Pengambil-alihan debtholders
Bab 1 memperkenalkan masalah keagenan hutang yang terdiri dari pemegang saham yang
tergoda untuk bertaruh dengan dana debtholders begitu perusahaan berada dalam kesulitan
keuangan dan tidak mungkin bahwa investor akan menutup investasi awal mereka di
perusahaan. Jika investasi berisiko tinggi terbayar, pemegang saham akan mendapat manfaat
dari sebagian besar keuntungan karena klaim debtholders dibatasi, yaitu yang terbaik
debtholders akan memperoleh bunga jatuh tempo serta pokok utang. Sebaliknya, jika
investasi ini gagal menghasilkan pengembalian, debtholders akan merugi karena sisa dana
perusahaan telah pergi.
Ada bukti pengambil-alihan debtholder dari tipe tertentu dari perubahan dalam kontrol atau
akuisisi, yaitu leveraged buy-out dan pembelian saham ekuitas oleh dana lindung nilai.
Leveraged buy-out (LBOs) biasanya terdiri dari penjualan divisi perusahaan atau penjualan
seluruh perusahaan. Berbeda dengan merger dan akuisisi reguler, LBO terutama didanai oleh
utang - maka istilah leveraged buy-out - dan sering dilakukan oleh investor institusi atau
spesialis. LBO biasanya dirahasiakan untuk jangka waktu 3-5 tahun dan kemudian
dipublikasikan kembali (melalui LBO terbalik). Para pemegang saham perusahaan yang
ditargetkan melalui LBO mendapatkan premi besar pada saham mereka, biasanya sekitar
40% hingga 60%. Beberapa studi empiris menunjukkan bahwa setidaknya sebagian dari
keuntungan kekayaan ini mencapi target pemegang saham yang terdiri dari transfer kekayaan
dari pemegang saham lain, seperti pemegang obligasi. Karena jumlah hutang meningkat
secara substansial, setidaknya bagian dari peningkatan nilai ekuitas perusahaan dapat berasal
dari penurunan nilai obligasi yang ada. Perjanjian obligasi tidak selalu berhasil melindungi
pemegang obligasi dari perubahan kontrol. Selain itu, utang baru mungkin tidak
disubordinasikan dengan utang yang ada dan dapat jatuh tempo lebih awal dari utang yang
ada. Selain itu, dalam proses kebangkrutan, senioritas absolut hutang tidak selalu dihormati.

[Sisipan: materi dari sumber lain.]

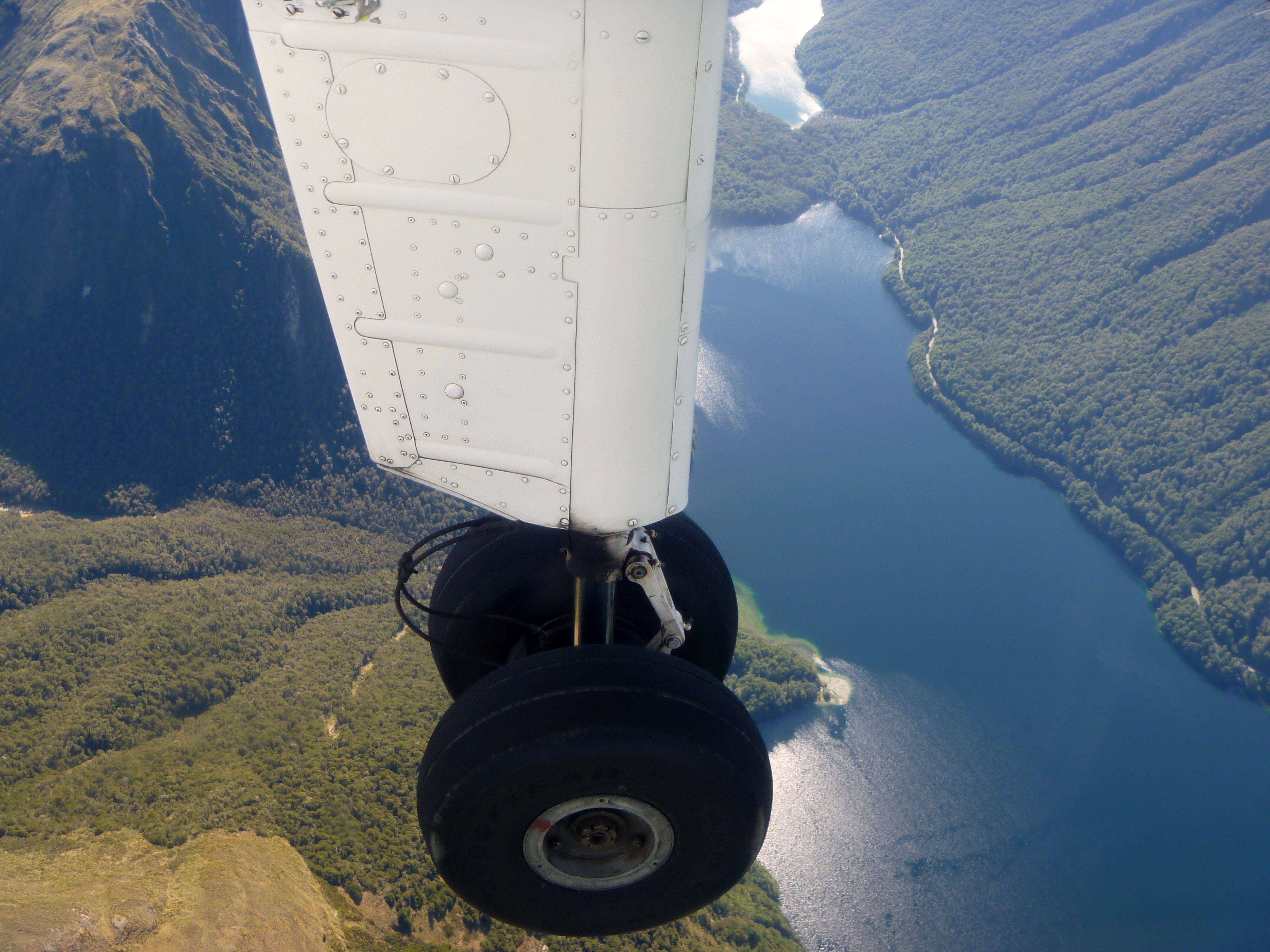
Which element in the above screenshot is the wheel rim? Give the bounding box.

Bukti menunjukkan bahwa pada pengumuman pemegang obligasi yang dibeli dengan
leverage mengalami pengembalian negatif di wilayah –3 hingga –7% (lihat Kotak 9.1 untuk
kasus yang lebih ekstrem).
Demikian pula, ada bukti transfer kekayaan dari pemegang obligasi ke pemegang
saham di perusahaan di mana dana lindung nilai telah membeli saham ekuitas. April Klein
dan Emanuel Zur melaporkan bahwa pemegang obligasi menderita pengembalian abnormal
rata-rata -3,9% pada tanggal pengarsipan pembelian saham oleh dana lindung nilai dan
menderita pengembalian lain -4,5% selama tahun yang tersisa setelah tanggal pengajuan.

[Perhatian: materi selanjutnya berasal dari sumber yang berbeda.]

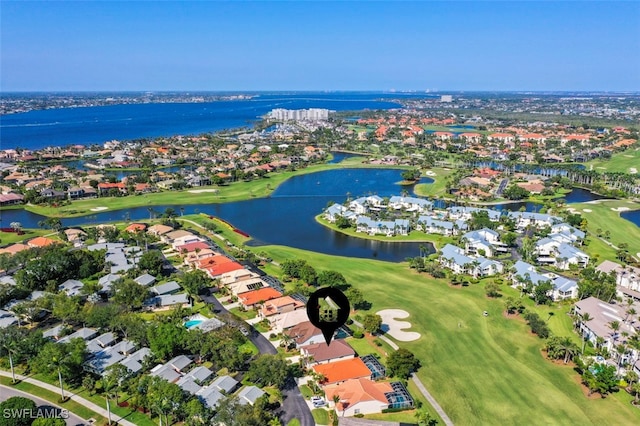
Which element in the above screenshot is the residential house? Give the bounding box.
[58,280,84,297]
[462,228,507,257]
[0,309,18,329]
[147,224,173,237]
[356,216,410,237]
[134,274,156,287]
[446,206,502,222]
[312,358,371,385]
[300,340,356,367]
[596,260,640,292]
[324,378,393,417]
[389,195,433,213]
[151,281,182,296]
[416,216,468,236]
[120,348,151,374]
[238,287,282,309]
[258,296,305,318]
[269,309,315,332]
[236,386,266,405]
[574,297,637,360]
[507,212,562,230]
[282,322,325,348]
[440,244,503,277]
[226,278,273,296]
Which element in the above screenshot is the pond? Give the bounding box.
[1,169,620,262]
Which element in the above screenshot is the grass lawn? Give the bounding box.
[178,214,251,247]
[229,308,258,321]
[414,167,455,198]
[238,340,260,356]
[311,408,329,425]
[585,144,640,173]
[18,159,416,217]
[0,377,107,425]
[569,200,640,260]
[260,246,640,425]
[0,228,52,246]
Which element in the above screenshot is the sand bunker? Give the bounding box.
[376,309,420,342]
[188,188,220,194]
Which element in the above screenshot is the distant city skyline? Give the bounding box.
[0,0,640,93]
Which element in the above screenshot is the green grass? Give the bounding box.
[311,408,329,425]
[0,228,52,246]
[570,200,640,260]
[414,167,455,198]
[229,308,257,321]
[585,143,640,173]
[238,340,260,356]
[0,377,107,425]
[300,385,313,399]
[178,214,251,247]
[15,158,408,217]
[260,246,640,425]
[33,374,155,426]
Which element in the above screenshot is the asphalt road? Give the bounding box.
[0,385,88,426]
[202,296,316,426]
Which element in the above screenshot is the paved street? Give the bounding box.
[0,370,135,426]
[202,296,315,426]
[0,385,89,426]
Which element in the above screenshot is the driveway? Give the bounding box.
[0,385,89,426]
[202,296,316,426]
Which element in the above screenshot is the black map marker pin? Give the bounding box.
[307,287,351,346]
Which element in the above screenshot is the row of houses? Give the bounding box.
[149,355,265,409]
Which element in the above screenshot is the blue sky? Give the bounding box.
[0,0,640,92]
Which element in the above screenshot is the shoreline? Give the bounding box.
[0,161,416,219]
[313,213,448,253]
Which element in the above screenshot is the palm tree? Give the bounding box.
[2,339,18,383]
[607,321,620,345]
[631,382,640,405]
[49,356,65,401]
[102,376,115,425]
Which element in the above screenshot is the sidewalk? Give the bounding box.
[0,370,136,426]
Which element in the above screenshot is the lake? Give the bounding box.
[0,92,424,149]
[1,168,637,262]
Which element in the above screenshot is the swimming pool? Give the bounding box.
[184,319,204,328]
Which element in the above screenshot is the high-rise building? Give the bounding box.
[268,108,329,121]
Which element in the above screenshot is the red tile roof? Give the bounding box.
[238,287,282,306]
[300,340,356,362]
[324,379,393,411]
[312,358,371,385]
[27,237,60,247]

Klein dan Zur juga menemukan bahwa pengembalian negatif kepada pemegang obligasi lebih
besar jika hedge fund memperoleh kursi dewan dalam tahun setelah tanggal pengarsipan.
Alasan pengembalian abnormal negatif kepada pemegang obligasi adalah penurunan jaminan
(melalui pengurangan aset perusahaan dan kepemilikan tunai) serta peningkatan hutang.

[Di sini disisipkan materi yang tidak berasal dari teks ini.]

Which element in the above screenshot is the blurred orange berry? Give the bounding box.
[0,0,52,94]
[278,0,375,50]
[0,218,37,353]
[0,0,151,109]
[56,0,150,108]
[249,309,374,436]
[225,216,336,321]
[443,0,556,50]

Klein dan Zur juga menemukan bukti langsung dari pengambilalihan pemegang obligasi oleh
pemegang saham karena pengembalian abnormal yang diperoleh oleh pemegang obligasi
berkorelasi negatif dengan pengembalian jangka pendek dan jangka panjang yang diperoleh
oleh pemegang saham.
Ada juga bukti bahwa restrukturisasi perusahaan dalam bentuk carveout ekuitas,
spin-off dan penjualan aset dapat mengakibatkan pengambilalihan pemegang obligasi.
Pengerjaan ekuitas terdiri dari perusahaan induk yang menjual salah satu anak perusahaannya
melalui penawaran umum perdana. Spin-off adalah penjualan anak perusahaan dengan
menerbitkan saham gratis di anak perusahaan kepada pemegang saham perusahaan induk
secara pro rata kepemilikannya di perusahaan induk. Penjualan aset terdiri dari penjualan
anak perusahaan ke pihak ketiga melalui transaksi pribadi. Seringkali terjadi pengambil-
alihan pemegang obligasi melalui perusahaan.